‘Camille’ completes Frenchman’s gruesome trilogy

Vick Mickunas of Yellow Springs interviews authors every Saturday at 7 a.m. and on Sundays at 10:30 a.m. on WYSO-FM (91.3). For more information, visit www.wyso.org/programs/book-nook. Contact him at vick@vickmickunas.com.


The book

“Camille” by Pierre Lemaitre (MacLehose Press, 275 pages, $26.99)

The runaway success of the late Swedish novelist Stieg Larsson’s Millenium Trilogy unleashed a surge of European crime novels that probably would never have otherwise been translated into English. This wave of works in translation continues unabated.

In 2006 a Frenchman, Pierre Lemaitre, published “Irene,” a police procedural that was the first book in his Commandant Camille Verhoeven trilogy. “Alex,” the second book in that series was actually published here first. That book won the CWA International Dagger Award. “Camille,” the final book in this gruesome trio, has just been issued here.

Lemaitre is a former literature teacher who came to the thriller genre later in life. His protagonist in these books is the Parisian detective Commandant Camille Verhoeven. Camille is a mere 4 feet 11 inches tall, but while he may be short of stature Camille stands tall when it comes to solving crimes. These three books are not for the squeamish. Each one features disturbingly violent acts. Some of these horrors are being visited upon women. His books are fiendishly plotted. If you can stomach the excessive gore, then I cannot recommend them highly enough.

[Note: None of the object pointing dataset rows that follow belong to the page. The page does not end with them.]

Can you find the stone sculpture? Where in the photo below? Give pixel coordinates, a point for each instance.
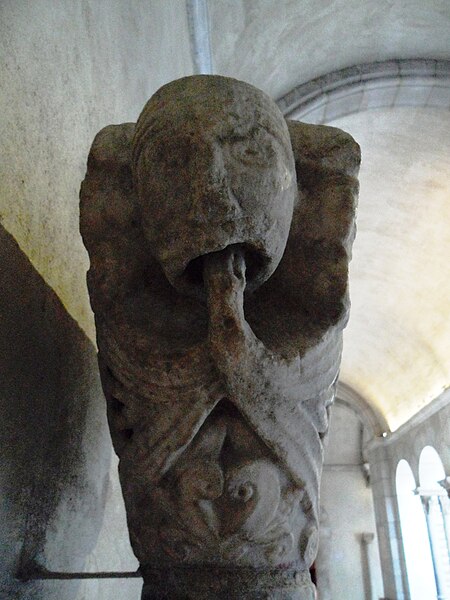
(219, 236)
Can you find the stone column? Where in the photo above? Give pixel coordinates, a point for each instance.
(382, 477)
(219, 237)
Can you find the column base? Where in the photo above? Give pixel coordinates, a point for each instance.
(210, 582)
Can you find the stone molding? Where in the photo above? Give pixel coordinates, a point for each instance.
(391, 83)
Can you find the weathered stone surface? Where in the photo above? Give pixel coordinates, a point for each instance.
(219, 238)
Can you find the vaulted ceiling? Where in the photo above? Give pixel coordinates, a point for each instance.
(397, 345)
(71, 68)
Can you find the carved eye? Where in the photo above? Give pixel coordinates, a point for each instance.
(242, 492)
(252, 152)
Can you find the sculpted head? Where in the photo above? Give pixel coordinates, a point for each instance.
(213, 166)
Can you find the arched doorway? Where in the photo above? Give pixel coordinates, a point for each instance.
(416, 547)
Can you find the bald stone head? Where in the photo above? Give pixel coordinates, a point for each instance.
(213, 167)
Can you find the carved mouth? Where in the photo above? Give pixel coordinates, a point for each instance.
(256, 263)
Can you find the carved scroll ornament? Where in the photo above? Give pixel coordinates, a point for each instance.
(219, 236)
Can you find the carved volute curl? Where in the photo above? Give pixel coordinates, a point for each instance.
(219, 236)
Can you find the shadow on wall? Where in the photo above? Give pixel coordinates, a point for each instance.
(55, 448)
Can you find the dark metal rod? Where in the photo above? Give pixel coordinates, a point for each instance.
(100, 575)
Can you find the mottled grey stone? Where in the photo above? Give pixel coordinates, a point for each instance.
(219, 236)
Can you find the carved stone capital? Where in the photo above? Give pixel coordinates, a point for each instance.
(219, 236)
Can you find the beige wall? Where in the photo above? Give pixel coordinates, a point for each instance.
(69, 68)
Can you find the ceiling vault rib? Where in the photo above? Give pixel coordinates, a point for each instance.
(392, 83)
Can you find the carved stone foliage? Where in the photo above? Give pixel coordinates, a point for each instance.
(219, 236)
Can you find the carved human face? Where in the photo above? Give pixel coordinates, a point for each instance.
(221, 174)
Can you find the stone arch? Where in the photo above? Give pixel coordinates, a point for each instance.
(370, 416)
(394, 83)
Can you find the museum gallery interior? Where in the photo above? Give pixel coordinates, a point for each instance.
(248, 395)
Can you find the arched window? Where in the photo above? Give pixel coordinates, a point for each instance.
(436, 509)
(419, 563)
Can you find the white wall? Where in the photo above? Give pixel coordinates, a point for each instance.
(68, 69)
(347, 514)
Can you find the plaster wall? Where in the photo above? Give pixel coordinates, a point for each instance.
(347, 569)
(298, 41)
(54, 441)
(67, 70)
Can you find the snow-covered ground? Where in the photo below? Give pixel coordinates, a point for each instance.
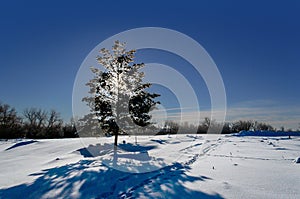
(175, 166)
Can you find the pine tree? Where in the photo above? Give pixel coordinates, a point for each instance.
(119, 98)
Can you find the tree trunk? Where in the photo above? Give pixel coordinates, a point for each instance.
(116, 135)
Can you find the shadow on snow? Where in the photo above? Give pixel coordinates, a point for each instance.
(93, 179)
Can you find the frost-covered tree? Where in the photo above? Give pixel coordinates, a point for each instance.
(119, 98)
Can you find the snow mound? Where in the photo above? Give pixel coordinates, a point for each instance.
(22, 143)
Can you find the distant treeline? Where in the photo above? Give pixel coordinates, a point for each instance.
(36, 123)
(171, 127)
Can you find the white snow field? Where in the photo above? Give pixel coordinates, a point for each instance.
(167, 166)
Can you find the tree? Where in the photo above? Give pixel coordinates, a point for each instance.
(118, 94)
(243, 125)
(42, 124)
(34, 121)
(10, 123)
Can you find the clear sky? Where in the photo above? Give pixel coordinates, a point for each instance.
(255, 44)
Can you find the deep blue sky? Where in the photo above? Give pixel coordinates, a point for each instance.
(255, 44)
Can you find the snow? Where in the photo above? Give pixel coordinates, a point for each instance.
(166, 166)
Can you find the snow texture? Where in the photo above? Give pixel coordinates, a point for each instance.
(175, 166)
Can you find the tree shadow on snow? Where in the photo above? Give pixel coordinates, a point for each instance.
(92, 179)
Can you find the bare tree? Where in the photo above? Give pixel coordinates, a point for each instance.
(10, 123)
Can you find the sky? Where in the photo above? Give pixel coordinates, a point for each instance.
(255, 45)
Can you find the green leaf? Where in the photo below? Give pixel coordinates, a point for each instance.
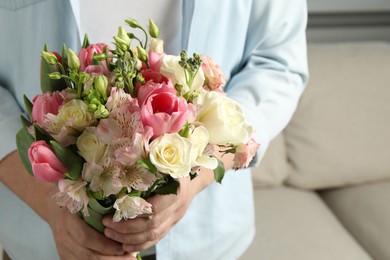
(71, 160)
(23, 143)
(28, 104)
(25, 121)
(85, 42)
(147, 164)
(41, 134)
(168, 188)
(219, 172)
(48, 84)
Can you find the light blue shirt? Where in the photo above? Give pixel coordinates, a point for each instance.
(261, 47)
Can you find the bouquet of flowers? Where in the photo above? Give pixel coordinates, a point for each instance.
(114, 126)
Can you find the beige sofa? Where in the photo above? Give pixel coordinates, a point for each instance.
(323, 188)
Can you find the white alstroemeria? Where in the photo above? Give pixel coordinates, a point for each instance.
(129, 207)
(73, 196)
(199, 138)
(104, 177)
(171, 68)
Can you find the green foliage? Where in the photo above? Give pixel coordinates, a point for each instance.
(23, 143)
(148, 165)
(168, 188)
(219, 172)
(71, 160)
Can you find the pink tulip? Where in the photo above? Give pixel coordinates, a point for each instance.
(86, 55)
(45, 164)
(44, 104)
(164, 111)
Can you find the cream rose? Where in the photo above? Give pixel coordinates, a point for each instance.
(171, 68)
(90, 147)
(75, 114)
(171, 154)
(223, 119)
(199, 138)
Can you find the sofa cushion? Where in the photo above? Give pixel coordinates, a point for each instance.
(293, 224)
(273, 169)
(365, 212)
(340, 133)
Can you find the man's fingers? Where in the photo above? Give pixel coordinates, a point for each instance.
(92, 239)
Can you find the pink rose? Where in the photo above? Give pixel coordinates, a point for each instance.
(244, 154)
(45, 164)
(213, 73)
(86, 56)
(164, 111)
(44, 104)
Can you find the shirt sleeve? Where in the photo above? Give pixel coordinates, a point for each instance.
(274, 71)
(9, 122)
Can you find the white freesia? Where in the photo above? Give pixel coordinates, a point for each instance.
(90, 147)
(171, 68)
(199, 138)
(223, 118)
(171, 154)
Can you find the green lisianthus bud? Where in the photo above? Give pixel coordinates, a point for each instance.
(101, 84)
(120, 44)
(132, 23)
(92, 108)
(142, 54)
(73, 60)
(101, 112)
(49, 57)
(153, 29)
(99, 57)
(55, 75)
(123, 35)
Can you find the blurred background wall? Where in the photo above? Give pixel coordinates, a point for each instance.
(348, 20)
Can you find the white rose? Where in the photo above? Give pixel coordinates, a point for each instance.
(223, 119)
(75, 114)
(171, 68)
(199, 138)
(156, 45)
(90, 147)
(171, 154)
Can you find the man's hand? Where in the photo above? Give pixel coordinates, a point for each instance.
(145, 231)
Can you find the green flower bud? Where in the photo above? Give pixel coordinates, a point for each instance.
(120, 44)
(55, 75)
(92, 108)
(153, 29)
(73, 60)
(101, 112)
(132, 23)
(142, 54)
(123, 35)
(99, 57)
(101, 84)
(49, 57)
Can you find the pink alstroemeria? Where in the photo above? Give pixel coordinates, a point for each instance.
(244, 154)
(73, 196)
(45, 164)
(129, 207)
(214, 75)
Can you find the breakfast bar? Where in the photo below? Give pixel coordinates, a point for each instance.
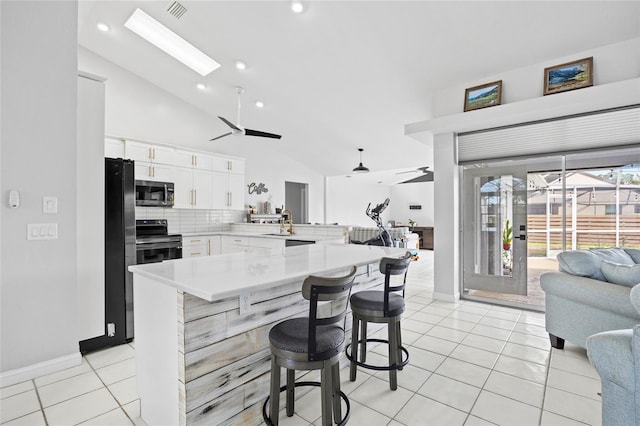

“Camille” begins; it is 10 o’clock in the morning, day 1. Here’s the opening sentence: “An event may be considered decisive when it utterly destabilizes your life.” And a bit further down the page: “To take an example, three blasts from a pump-action shotgun fired at the woman you love.” When you read Lemaitre be prepared for rapid-fire action. The man with the sawed-off shotgun is about to encounter Camille’s girlfriend, Anne Forestier.

The first page closes with these words: “All that remains to be seen is how you will react. This is all that matters.” In the situation that follows Camille reacts rather badly. Anne enters an exclusive Parisian shopping zone, the Galerie Monier. She’s headed to a jewelry store when she encounters some men wearing black balaclavas and brandishing shotguns. She becomes an unlucky witness to their preparations for robbing the jewelry store. One of them brutally assaults her.

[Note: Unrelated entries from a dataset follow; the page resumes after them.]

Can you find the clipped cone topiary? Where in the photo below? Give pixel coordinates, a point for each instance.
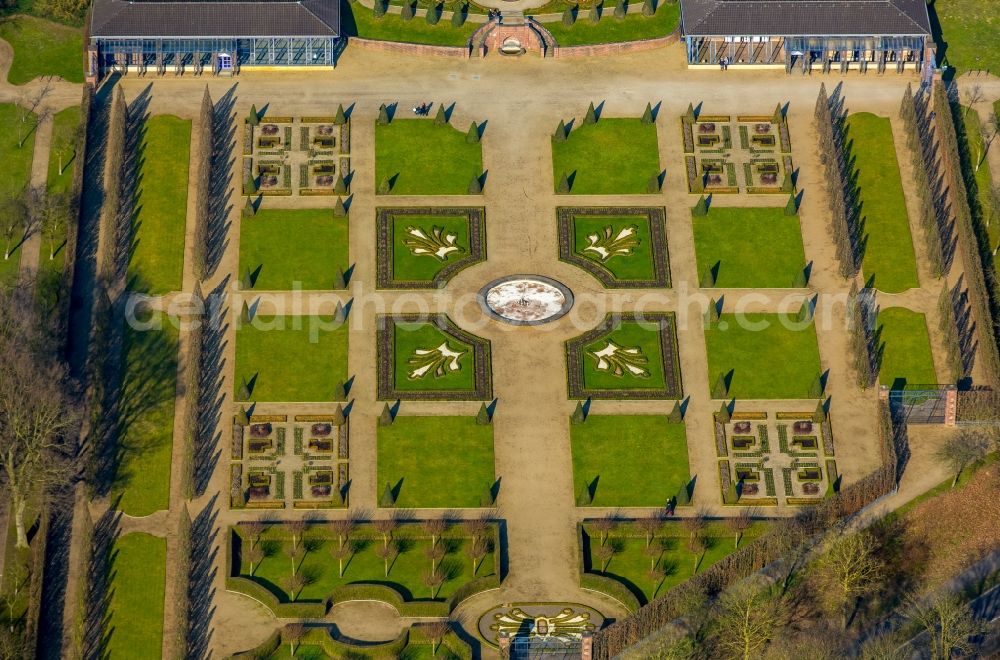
(701, 207)
(676, 415)
(388, 499)
(385, 417)
(653, 185)
(647, 114)
(791, 208)
(720, 390)
(339, 208)
(560, 134)
(483, 416)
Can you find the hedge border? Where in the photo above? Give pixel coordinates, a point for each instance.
(361, 591)
(655, 216)
(667, 321)
(385, 349)
(474, 215)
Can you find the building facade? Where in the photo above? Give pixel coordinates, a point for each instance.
(801, 34)
(218, 37)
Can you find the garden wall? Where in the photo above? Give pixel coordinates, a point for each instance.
(620, 48)
(409, 49)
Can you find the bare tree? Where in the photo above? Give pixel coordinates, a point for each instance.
(437, 631)
(387, 553)
(37, 417)
(961, 449)
(605, 526)
(292, 634)
(949, 624)
(849, 571)
(747, 620)
(741, 522)
(14, 220)
(434, 527)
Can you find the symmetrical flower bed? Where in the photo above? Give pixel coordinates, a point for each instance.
(623, 247)
(626, 356)
(424, 247)
(428, 357)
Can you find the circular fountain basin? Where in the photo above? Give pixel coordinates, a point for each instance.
(525, 299)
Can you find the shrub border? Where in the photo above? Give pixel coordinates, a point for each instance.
(385, 349)
(674, 387)
(654, 215)
(475, 217)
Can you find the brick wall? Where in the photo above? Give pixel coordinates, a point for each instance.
(616, 48)
(409, 49)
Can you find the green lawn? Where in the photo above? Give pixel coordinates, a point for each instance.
(630, 564)
(889, 255)
(64, 130)
(42, 48)
(424, 267)
(754, 248)
(405, 573)
(907, 345)
(613, 156)
(157, 261)
(969, 31)
(772, 362)
(135, 624)
(628, 335)
(359, 21)
(633, 27)
(300, 248)
(411, 337)
(148, 393)
(637, 460)
(638, 264)
(293, 358)
(436, 462)
(426, 158)
(16, 160)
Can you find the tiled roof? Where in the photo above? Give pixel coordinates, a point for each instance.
(218, 18)
(804, 17)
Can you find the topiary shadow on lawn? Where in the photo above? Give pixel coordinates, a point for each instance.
(617, 156)
(420, 157)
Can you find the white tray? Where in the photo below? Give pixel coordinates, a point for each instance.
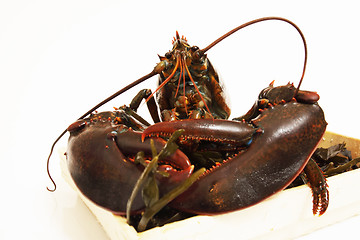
(285, 215)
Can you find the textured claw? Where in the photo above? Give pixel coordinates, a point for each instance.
(274, 159)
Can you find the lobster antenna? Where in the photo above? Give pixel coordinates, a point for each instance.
(133, 84)
(202, 51)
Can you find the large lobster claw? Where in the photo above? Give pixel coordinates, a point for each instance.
(98, 160)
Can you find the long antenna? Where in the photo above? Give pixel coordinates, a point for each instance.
(153, 73)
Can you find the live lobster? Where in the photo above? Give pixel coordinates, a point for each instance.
(248, 158)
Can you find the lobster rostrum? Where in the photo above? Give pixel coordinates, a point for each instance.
(247, 159)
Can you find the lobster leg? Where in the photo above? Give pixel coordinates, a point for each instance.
(318, 187)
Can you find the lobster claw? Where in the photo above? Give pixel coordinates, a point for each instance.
(98, 160)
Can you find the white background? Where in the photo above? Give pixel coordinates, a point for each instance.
(60, 58)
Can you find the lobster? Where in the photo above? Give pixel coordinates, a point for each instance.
(247, 159)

The thieves flee with the loot. Some surprising events are occurring elsewhere, as Commandant Verhoeven surveys the crime scene. His girlfriend has sustained life-threatening injuries. This is when the good policeman begins to make troubling choices. He’s quite upset about what has happened to Anne. He feels compelled to track down these robbers who have assaulted her. But this presents a problem; he cannot admit that he actually knows Anne. So he pretends that he doesn’t. As one might guess, this initial deception soon becomes a surging cascade of distortions.

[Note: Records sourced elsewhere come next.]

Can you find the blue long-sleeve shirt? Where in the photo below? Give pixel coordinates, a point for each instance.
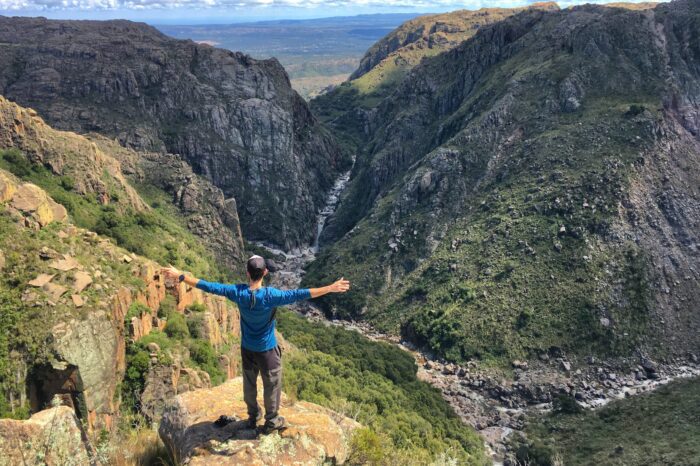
(257, 320)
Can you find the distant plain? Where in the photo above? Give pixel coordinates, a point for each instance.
(316, 52)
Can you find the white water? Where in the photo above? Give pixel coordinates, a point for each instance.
(290, 276)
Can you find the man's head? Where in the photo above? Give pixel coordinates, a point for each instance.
(256, 268)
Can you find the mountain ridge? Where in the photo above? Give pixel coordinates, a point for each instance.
(236, 120)
(521, 161)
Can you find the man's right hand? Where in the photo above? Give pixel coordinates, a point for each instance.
(340, 286)
(170, 272)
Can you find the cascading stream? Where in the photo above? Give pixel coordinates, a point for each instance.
(474, 403)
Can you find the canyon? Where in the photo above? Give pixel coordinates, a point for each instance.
(512, 193)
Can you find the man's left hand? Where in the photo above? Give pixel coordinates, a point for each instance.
(170, 272)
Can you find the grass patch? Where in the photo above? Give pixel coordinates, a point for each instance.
(661, 427)
(375, 383)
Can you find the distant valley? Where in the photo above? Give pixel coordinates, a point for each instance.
(316, 53)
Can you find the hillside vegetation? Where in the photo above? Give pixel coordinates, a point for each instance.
(527, 189)
(92, 321)
(655, 428)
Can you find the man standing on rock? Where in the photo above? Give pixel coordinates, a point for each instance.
(259, 350)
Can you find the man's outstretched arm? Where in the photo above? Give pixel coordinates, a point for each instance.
(283, 298)
(220, 289)
(340, 286)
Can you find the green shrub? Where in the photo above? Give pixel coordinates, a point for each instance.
(366, 447)
(167, 307)
(194, 325)
(176, 327)
(19, 165)
(204, 356)
(137, 363)
(136, 310)
(566, 404)
(196, 307)
(376, 383)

Camille has essentially gone rogue. He lies to his superiors. He conceals vital information. In the meantime Anne is hospitalized. Her assailant is attempting to gain access to her so that he can finish the job. Or so it would seem. That’s the genius of this tale, nothing is as it seems. Lemaitre keeps shifting us over to the standpoint of the killer while he is lurking: “I blend in, I listen.”

When the identity of the killer is revealed you will surely fall right out of your chair. “Camille” is beyond brilliant.